Title: Model-based design of adaptive pathways
Presenter: A/Prof Jan Kwakkel, TU Delft
When? Wednesday 13/12, 4-5pm
Where? Engineering & Maths EMG06, Adelaide University
Bio: Jan Kwakkel is an Associate Professor at Delft University of Technology. His research focuses on model based approaches to support decision making in complex uncertain systems. He is an expert in many objective robust decision making, and the use of adaptation pathways. He has applied his research in a variety of domains including fresh water supply, flood risk, air transport, sea transport, global logistics, and national safety and security. He is the vice president for the society for decision making under deep uncertainty. He is the lead developer of the exploratory modelling workbench, which is an open source library for applying a variety of model-based scenario techniques.
Abstract: Adaptation pathways has emerged as one of the preferred ways of framing the climate adaptation challenge.
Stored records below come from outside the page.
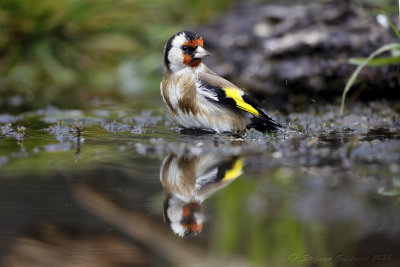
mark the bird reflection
[160,153,243,237]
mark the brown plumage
[161,31,281,132]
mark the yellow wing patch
[222,158,243,181]
[222,87,261,116]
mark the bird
[160,31,282,133]
[160,152,244,238]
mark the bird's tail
[247,116,283,132]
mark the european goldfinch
[160,31,281,133]
[160,153,243,237]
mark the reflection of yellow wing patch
[222,158,243,181]
[222,87,261,116]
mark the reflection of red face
[183,37,203,48]
[181,202,203,234]
[183,37,203,68]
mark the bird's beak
[193,45,211,59]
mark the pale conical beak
[193,45,211,58]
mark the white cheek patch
[168,33,187,72]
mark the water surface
[0,103,400,266]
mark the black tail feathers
[247,116,283,132]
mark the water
[0,100,400,267]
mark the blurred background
[0,0,397,110]
[0,0,400,267]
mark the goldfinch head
[164,195,204,238]
[164,31,211,72]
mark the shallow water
[0,103,400,266]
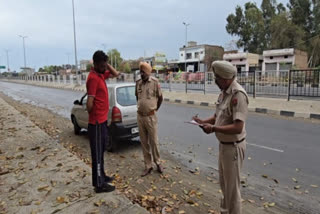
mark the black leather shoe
[104,175,114,183]
[94,184,116,193]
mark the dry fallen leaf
[294,185,300,189]
[38,185,51,192]
[56,196,65,204]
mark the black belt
[220,138,246,145]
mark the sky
[0,0,286,71]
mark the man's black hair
[92,50,109,64]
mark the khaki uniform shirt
[215,80,249,142]
[136,76,162,114]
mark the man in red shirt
[86,51,120,193]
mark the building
[144,52,168,71]
[223,52,262,72]
[80,60,93,71]
[262,48,308,72]
[178,41,224,72]
[20,67,35,76]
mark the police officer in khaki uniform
[136,62,163,176]
[193,61,249,214]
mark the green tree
[107,49,123,70]
[123,62,131,73]
[226,2,267,53]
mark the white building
[179,41,224,72]
[262,48,308,72]
[80,60,93,71]
[223,53,260,72]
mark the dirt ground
[0,93,286,214]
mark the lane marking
[247,142,284,153]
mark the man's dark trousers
[88,121,108,188]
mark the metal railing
[288,69,320,100]
[1,69,320,100]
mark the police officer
[193,61,249,214]
[136,62,163,177]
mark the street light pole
[19,35,28,68]
[6,50,10,72]
[72,0,79,81]
[183,22,190,71]
[183,22,190,93]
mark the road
[0,82,320,213]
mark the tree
[107,49,123,70]
[226,2,267,53]
[123,62,131,73]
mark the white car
[71,83,139,152]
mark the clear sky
[0,0,287,71]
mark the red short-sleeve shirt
[86,69,110,125]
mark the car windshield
[116,86,137,106]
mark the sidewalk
[0,98,148,214]
[2,80,320,120]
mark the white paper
[185,120,202,126]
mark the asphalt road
[0,82,320,213]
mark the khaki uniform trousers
[219,140,246,214]
[137,114,160,169]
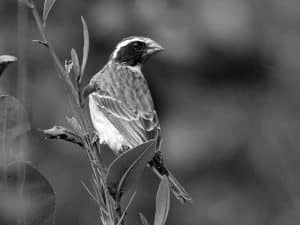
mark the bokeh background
[0,0,300,225]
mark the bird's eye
[132,41,143,50]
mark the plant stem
[30,3,116,225]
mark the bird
[83,36,192,203]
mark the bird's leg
[149,151,169,176]
[156,127,162,151]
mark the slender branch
[26,3,116,224]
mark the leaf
[117,192,136,225]
[21,0,34,8]
[0,55,17,76]
[71,48,80,79]
[154,176,170,225]
[64,60,73,74]
[78,16,90,83]
[42,126,83,147]
[106,140,156,201]
[43,0,56,27]
[66,116,83,135]
[0,162,55,225]
[139,213,150,225]
[0,95,30,166]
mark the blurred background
[0,0,300,225]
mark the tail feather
[168,172,192,204]
[149,158,192,204]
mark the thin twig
[26,3,115,224]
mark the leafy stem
[25,0,117,224]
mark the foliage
[0,56,55,225]
[11,0,185,225]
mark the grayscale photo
[0,0,300,225]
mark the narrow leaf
[154,176,170,225]
[139,213,150,225]
[107,140,156,201]
[71,48,80,80]
[0,55,17,76]
[118,192,136,225]
[0,95,30,166]
[66,116,83,135]
[42,126,83,147]
[22,0,34,9]
[0,162,55,225]
[43,0,56,27]
[79,16,90,83]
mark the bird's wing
[92,65,159,147]
[92,93,158,147]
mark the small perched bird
[83,37,191,203]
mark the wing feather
[92,62,159,147]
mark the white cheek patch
[112,37,150,59]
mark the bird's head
[111,36,164,66]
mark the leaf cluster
[0,0,175,225]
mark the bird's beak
[146,41,164,55]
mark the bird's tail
[149,153,192,204]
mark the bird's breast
[89,94,128,154]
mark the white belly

Climate adaptation is approached as a sequential decision-making process, yoked to an evolving knowledge base. This enables dynamic adaptation over time in response to changing climatological and socio-economic conditions. In the Netherlands, the adaptation pathway approach is foundational for the Delta Program, which is enshrined in the Delta Law, and has an annual budget of 1.2 billion euros. In this talk, I will introduce the adaptation pathway approach and how it emerged in the Netherlands. Next, I will discuss the challenges one faces when designing adaptation pathways. Climate adaptation involves a variety of stakeholders and decision-makers at different scales, is subject to a wide variety of deeply uncertain factors, and involves intervening in a complex socio-environmental system. I will present several computational approaches that can be used to assist in this. In particular, I will discuss the use of Multi-Objective Robust Optimization, and Robust Decision-Making as two particularly appealing approaches for supporting the design of adaptation pathways.